Justiça: Empresário ficará preso
A Justiça de Campos Novos negou pedido de liberdade provisória para o empresário Adão Bugança, indiciado por homicídio culposo. Ele está recolhido na Penitenciária de Campos Novos depois de disparar acidentalmente contra a sua esposa, Mariazinha Carpegiani. Ela morreu antes da chegada dos Bombeiros em uma fazenda no interior de Campos Novos.
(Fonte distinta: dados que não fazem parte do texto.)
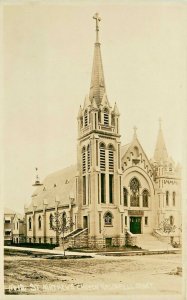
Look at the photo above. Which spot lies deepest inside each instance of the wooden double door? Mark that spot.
(135, 224)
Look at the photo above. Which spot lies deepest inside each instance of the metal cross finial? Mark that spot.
(97, 19)
(135, 129)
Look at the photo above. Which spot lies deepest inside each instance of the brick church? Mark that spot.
(114, 190)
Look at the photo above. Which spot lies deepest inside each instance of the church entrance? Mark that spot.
(135, 225)
(85, 222)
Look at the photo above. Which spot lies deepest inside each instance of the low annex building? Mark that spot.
(113, 189)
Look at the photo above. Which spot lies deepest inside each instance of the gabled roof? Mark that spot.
(128, 148)
(124, 149)
(60, 184)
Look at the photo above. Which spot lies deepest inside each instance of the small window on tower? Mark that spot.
(86, 118)
(102, 156)
(106, 117)
(111, 158)
(113, 120)
(167, 198)
(125, 197)
(108, 218)
(174, 196)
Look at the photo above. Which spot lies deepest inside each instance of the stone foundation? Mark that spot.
(131, 240)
O pedido foi feito pelo advogado Luiz Henrique Pille que disse em entrevista à Rádio Aliança/AM que não existem motivos para deixar Bugança preso. Ele tem residência fixa e trabalha.
Com a decisão de primeira instância, mantendo o concordiense preso, uma das alternativas será de ingressar com recurso no Tribunal de Justiça de Santa Catarina. Pille deve protocolar um habeas corpus ainda nessa semana.
No despacho o juiz afirma "que o indiciado é agressivo e violento, diante dos diversos episódios em que se envolveu, a exemplo de um dos mais graves, em que foi denunciado por ter agredido e ameaçado duas pessoas, portando arma de fogo".
Explica ainda o magistrado que "a posse de arma de fogo, aliada à personalidade agressiva e má conduta social, são circunstâncias suficientes para ratificação dos fundamentos da prisão, objetivando a manutenção da ordem pública".